# Legendary performances of Freni



## Elgarian (Jul 30, 2008)

Does anyone out there have this? I can't find any reviews of it anywhere, though it came out over a year ago - so I have no idea how good are the performances, nor how good are the recordings. If anyone can say anything about it, I'd be much obliged.


----------



## jhar26 (Jul 6, 2008)

I don't have this set, but I have three of the operas with Freni that are included in this box set. You know about the _La Boheme_ (if it's the famous Pavarotti/Freni/Karajan set). The _Faust_ recording is with Placido Domingo and Thomas Allen. It's not bad but somehow lacks intensity. The de Los Angeles/Gedda/Christoff/Cluytens set is still the best _Faust_ recording as far as I know. The _Le Nozze di Figaro_ set is solid - featuring your _Four Last Songs_ fave Jessye Norman as the countess. It's not my fave _Figaro_ recording, but it's good and Freni is charming.

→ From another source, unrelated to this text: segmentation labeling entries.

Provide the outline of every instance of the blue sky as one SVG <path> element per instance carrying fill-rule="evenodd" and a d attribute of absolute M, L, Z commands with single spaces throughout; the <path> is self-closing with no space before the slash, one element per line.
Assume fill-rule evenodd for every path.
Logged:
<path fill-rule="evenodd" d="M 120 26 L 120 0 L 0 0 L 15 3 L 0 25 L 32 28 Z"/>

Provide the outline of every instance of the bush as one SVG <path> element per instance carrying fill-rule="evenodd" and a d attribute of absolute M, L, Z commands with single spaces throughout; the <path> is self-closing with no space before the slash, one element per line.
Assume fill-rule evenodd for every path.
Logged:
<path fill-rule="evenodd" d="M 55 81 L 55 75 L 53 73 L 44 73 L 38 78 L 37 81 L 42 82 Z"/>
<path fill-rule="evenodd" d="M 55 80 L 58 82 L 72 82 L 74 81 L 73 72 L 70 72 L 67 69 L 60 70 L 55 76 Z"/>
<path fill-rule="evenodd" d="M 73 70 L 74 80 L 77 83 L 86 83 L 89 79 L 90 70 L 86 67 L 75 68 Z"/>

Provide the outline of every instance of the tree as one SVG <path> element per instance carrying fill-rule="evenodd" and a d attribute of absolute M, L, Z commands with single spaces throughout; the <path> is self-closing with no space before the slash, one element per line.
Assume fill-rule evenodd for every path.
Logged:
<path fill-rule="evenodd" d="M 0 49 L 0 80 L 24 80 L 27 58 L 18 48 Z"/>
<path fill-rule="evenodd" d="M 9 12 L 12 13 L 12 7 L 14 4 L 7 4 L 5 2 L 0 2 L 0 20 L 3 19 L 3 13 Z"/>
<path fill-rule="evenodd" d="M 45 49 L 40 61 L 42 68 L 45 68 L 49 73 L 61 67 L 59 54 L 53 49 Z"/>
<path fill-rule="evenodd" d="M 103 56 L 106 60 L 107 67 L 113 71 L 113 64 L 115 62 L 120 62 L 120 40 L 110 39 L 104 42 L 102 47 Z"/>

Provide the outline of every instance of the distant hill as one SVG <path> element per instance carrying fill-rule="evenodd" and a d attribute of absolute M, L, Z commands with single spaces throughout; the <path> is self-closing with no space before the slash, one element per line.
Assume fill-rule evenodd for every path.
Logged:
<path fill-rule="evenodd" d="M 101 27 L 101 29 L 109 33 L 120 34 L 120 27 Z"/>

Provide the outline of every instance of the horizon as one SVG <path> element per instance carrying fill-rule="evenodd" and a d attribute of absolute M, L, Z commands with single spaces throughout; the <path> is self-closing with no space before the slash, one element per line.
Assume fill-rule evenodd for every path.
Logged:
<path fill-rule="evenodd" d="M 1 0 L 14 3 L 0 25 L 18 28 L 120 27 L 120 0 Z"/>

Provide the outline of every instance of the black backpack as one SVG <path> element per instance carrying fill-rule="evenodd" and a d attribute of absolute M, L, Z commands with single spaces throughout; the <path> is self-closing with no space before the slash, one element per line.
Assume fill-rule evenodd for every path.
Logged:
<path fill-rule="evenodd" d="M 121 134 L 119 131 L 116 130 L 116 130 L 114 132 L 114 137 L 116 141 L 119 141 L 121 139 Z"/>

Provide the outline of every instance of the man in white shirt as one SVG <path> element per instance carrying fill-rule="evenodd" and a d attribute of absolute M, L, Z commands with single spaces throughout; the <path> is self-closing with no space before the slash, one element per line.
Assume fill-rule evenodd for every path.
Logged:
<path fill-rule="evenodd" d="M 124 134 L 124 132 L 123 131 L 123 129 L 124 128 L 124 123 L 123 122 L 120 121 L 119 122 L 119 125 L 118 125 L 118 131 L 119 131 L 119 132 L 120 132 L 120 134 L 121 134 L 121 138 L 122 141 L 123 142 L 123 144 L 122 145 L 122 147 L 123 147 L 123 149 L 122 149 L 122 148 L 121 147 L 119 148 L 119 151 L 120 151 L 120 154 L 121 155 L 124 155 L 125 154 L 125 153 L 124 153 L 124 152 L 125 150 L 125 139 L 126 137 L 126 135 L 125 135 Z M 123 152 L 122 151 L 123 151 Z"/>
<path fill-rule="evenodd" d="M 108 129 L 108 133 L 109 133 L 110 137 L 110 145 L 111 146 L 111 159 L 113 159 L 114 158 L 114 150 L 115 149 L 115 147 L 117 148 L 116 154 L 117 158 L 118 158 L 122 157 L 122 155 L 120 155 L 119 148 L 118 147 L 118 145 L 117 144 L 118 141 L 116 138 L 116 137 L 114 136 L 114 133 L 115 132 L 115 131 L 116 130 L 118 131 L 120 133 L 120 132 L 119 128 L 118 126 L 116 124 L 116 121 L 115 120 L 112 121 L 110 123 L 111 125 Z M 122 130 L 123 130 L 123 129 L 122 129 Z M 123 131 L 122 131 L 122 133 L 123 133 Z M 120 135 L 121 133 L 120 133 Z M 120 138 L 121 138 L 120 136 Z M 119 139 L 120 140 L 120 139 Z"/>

All of my above comments only apply if these are indeed the recordings that are included in this box set, because it's entirely possible (even likely) that there are several versions with Mirella available in some of these operas. A 24 page booklet means that there won't be any librettos.


----------



## Elgarian (Jul 30, 2008)

There's a detailed listing here - and you'll see that none of these performances are the ones you mention.

My guess (I believe they're all live recordings) is that they're from radio broadcasts (like the 69 Boheme that I bought recently - now, if only they were _that_ good ....). So far in my investigations, it seems as if the only way to find out what the recordings are like is to buy one....


----------



## Elgarian (Jul 30, 2008)

I've found some samples (184, to be precise) here, but unfortunately they're RealPlayer files at 16Kbps, so it's like listening to music over the phone, and one can't deduce anything about the recording quality.


----------